Symptoms may improve, remain unstable, or return. The patient should not be left alone. Emergency medication, oxygen equipment, suction, and resuscitation equipment should remain ready.

8. Prepare for Basic Life Support

If the patient becomes unresponsive, the dental team should follow basic life support training. This includes checking responsiveness, opening the airway, checking breathing, calling emergency services, starting CPR when indicated, and using an automated external defibrillator if available and appropriate.

Anaphylaxis can lead to respiratory arrest or cardiac arrest if severe. A prepared dental team should know where emergency equipment is stored and should practice role distribution before emergencies occur.

9. Transfer for Medical Observation

Even when symptoms improve, the patient should be medically evaluated because anaphylaxis can recur or progress. Observation is important after a severe allergic reaction, especially when breathing, circulation, or consciousness was affected.

The dental team should provide emergency responders with a clear summary: suspected trigger, time of onset, signs and symptoms, vital signs, medication given, response to treatment, and relevant medical history.

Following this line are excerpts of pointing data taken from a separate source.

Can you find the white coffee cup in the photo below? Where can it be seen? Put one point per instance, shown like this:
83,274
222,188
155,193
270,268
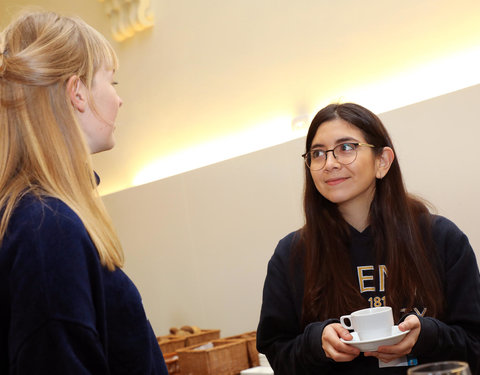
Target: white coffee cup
371,323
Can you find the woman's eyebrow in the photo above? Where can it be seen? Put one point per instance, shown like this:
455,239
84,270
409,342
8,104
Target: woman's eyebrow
338,141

10. Document and Prevent Future Exposure

The clinical record should include the suspected allergen, timing, symptoms, vital signs, actions taken, medication administered, emergency call, transfer details, and patient outcome at the time of handover.

Future prevention is essential. The patient should be advised to seek medical allergy evaluation, update their medical history, carry written allergy information when appropriate, and inform all healthcare providers about the suspected reaction.

A practical anaphylaxis protocol sequence

A simple sequence is: recognize severe allergic signs, stop dental treatment, remove the suspected trigger when possible, call emergency services, position the patient safely, assess airway and breathing, give epinephrine according to local protocol, provide oxygen and monitoring, prepare for basic life support, transfer for medical observation, document the event, and prevent future exposure.

Clinical Relevance

Clinical Relevance

Understanding the anaphylaxis protocol helps the clinician:

  • Recognize severe allergic reactions before collapse occurs
  • Differentiate mild allergy from life-threatening anaphylaxis
  • Stop treatment and remove the suspected trigger quickly
  • Activate emergency medical services without delay
  • Use epinephrine as the first-line emergency medication according to protocol
  • Support airway, breathing, and circulation while waiting for help
  • Prepare for basic life support if the patient deteriorates
  • Document the event and reduce future exposure risk
Key Point

Anaphylaxis is a life-threatening emergency. The dental team must stop treatment, call emergency services, position the patient safely, support airway and breathing, give epinephrine according to local protocol, and monitor continuously until medical help arrives.

Final Clinical Summary

Anaphylaxis protocol is a rapid emergency workflow for severe allergic reactions in the dental office. The clinician must recognize airway, breathing, circulation, and skin signs early, stop the trigger, call emergency services, administer first-line medication according to local training, support vital functions, prepare for resuscitation, transfer for medical observation, and document the event carefully.